As a former chemical officer in Field Artillery that also served in the U.S. Army as an enlisted medic and medical technologist, I admittedly can be extremely critical of any films based on the United States military. But director Dan Krauss pulled off an exceptional job in recreating the ‘based on true events’ story in The Kill Team, starring Nat Wolff as Specialist Briggman and Alexander Skarsgård as Sergeant Deeks.
At the beginning of the film, Briggman is in his room, preparing to go to the war-inflicted country of Afghanistan. The film, off-the-bat had an independent feel to it, and I feared it might be lacking in its ability to portray a believable message. But in minutes, I was transported into the world of this story; a factor I always appreciate.
I don’t know if Krauss was ever in the military, but I suspect he was or has had family members in the military. As a director, Krauss’ ability to grab the subtlest of nuances, or things said by soldiers in the military in a certain military fashion was more than impressive. It is not something that can be taught as much as it has to have been experienced.
As a former military member, I bought it. Not an easy task for me, a self-proclaimed critical judge of any film that might make a mistake, especially a military one.
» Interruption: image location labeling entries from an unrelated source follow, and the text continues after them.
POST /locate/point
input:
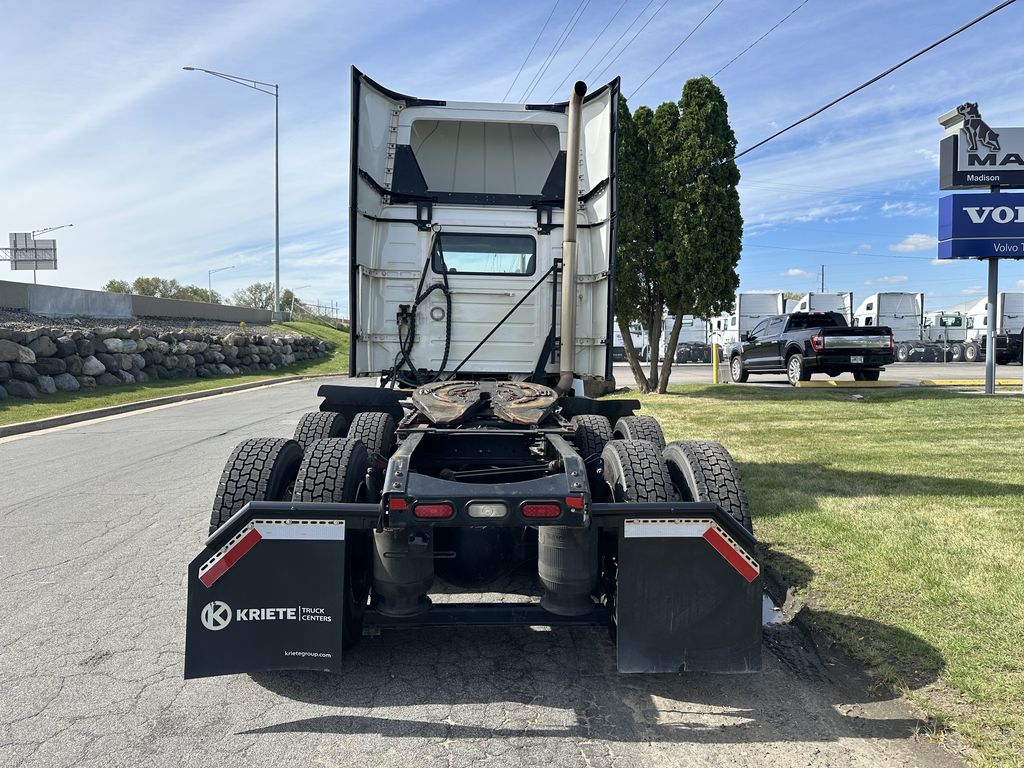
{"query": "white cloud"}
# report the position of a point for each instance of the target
(913, 243)
(889, 280)
(906, 208)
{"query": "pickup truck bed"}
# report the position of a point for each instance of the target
(804, 343)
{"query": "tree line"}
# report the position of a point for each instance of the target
(257, 295)
(679, 221)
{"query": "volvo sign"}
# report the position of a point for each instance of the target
(978, 226)
(973, 155)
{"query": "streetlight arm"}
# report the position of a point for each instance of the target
(254, 84)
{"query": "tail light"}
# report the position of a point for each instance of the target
(541, 510)
(434, 511)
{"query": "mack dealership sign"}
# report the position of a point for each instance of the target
(973, 226)
(973, 155)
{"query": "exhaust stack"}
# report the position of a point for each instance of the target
(567, 348)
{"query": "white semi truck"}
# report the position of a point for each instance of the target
(841, 302)
(481, 248)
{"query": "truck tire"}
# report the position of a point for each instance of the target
(261, 469)
(639, 428)
(635, 471)
(795, 370)
(334, 470)
(317, 426)
(376, 429)
(704, 471)
(737, 371)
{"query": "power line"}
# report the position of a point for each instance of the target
(569, 26)
(779, 24)
(630, 41)
(599, 36)
(877, 78)
(530, 52)
(619, 39)
(673, 52)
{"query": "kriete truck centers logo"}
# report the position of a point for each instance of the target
(217, 614)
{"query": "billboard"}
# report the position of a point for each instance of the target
(978, 226)
(973, 155)
(28, 253)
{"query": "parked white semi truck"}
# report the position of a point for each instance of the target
(481, 248)
(749, 310)
(841, 302)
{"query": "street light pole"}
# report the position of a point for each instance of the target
(209, 282)
(262, 88)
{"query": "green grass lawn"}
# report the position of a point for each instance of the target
(899, 518)
(14, 410)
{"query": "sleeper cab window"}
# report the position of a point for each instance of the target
(468, 253)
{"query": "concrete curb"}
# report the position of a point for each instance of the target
(99, 413)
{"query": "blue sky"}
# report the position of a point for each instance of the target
(168, 172)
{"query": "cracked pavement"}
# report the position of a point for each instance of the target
(99, 520)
In short, Krauss, and his direction of the actors was so convincing, I grew uneasy. I felt as if I was once again in the presence of fellow soldiers, who more than admittedly were not perfect people, who made decisions that I seriously questioned, or in my experiences in the Army, would sometimes label as another unquestioning 'Joe Rock.'
'Joe Rock' was a popular term in the military soldiers often used in a teasing way when any soldier never thought for himself, was overly complimentary to his superiors or was just plain dopey.
I loved my fellow soldiers dearly, and we always relied on each other, but in the confines of working together, not everyone got along, and the ‘Joe Rocks’ usually ran in gaggles. Sometimes 'Joe Rocks' could fall into a group mentality and do considerably questionable things in an attempt to impress one another.
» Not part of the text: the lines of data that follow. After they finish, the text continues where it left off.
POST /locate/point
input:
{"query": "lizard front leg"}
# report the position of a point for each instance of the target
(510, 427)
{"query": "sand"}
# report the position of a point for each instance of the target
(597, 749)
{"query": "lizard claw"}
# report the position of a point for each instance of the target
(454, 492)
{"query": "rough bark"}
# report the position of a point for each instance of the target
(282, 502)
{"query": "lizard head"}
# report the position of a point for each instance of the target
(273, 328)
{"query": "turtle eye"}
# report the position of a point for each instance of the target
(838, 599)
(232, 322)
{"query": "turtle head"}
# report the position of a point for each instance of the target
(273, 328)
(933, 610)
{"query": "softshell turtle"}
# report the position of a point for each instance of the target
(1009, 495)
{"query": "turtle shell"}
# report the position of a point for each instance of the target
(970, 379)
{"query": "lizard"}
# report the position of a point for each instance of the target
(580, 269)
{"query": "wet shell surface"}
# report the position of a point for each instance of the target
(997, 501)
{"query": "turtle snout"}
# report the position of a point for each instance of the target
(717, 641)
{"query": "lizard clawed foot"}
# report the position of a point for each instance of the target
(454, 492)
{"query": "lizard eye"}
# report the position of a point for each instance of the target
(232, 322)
This is the feeling I got over and over again while watching The Kill Team. I have watched a lot of military movies, and I can say, this film was the only film that affected me to this extent. I have to say, this aspect was pristine, well-played and 100 percent believable.
Swedish actor Alexander Skarsgård, who plays Briggmans’ superior NCO, Sergeant Deeks, was also a bringer of unease. I was caught between wondering if he was a bit overly-stereotypical or literally playing a Seargent that did go to those extremes of an “over-the-top” soldier. I decided that he really was playing that type of soldier. Thus I felt more unease once again.
Without going into too much detail, and without revealing much in the way of spoilers, Briggman comes head to head with Deeks, a new NCO replacing a previous sergeant who met a terrible fate.
Deeks makes consistent ethically questionable choices and Briggman — wanting to both impress his fellow soldiers, his father, and Deeks — faces an unending series of life-altering choices.
The outcome: War is ugly.
So I have been thinking to myself about the choices made in this film, always a great sign that a film has transcended into a real story that has affected a change in perspective for me in some way.
I ask myself, ‘What if I was in some of these situations, to decide whether to kill or be killed? What would I do?’
Potential answers can haunt a person.
Just as Krauss’ The Kill Team did.
The Kill Team is an excellent and haunting film, believably acted, and flawlessly directed.
Now playing at select theaters. It is definitely worth watching. Even if the decisions demonstrate that if a person is put into a bad situation, they can potentially make terrible or life-altering choices.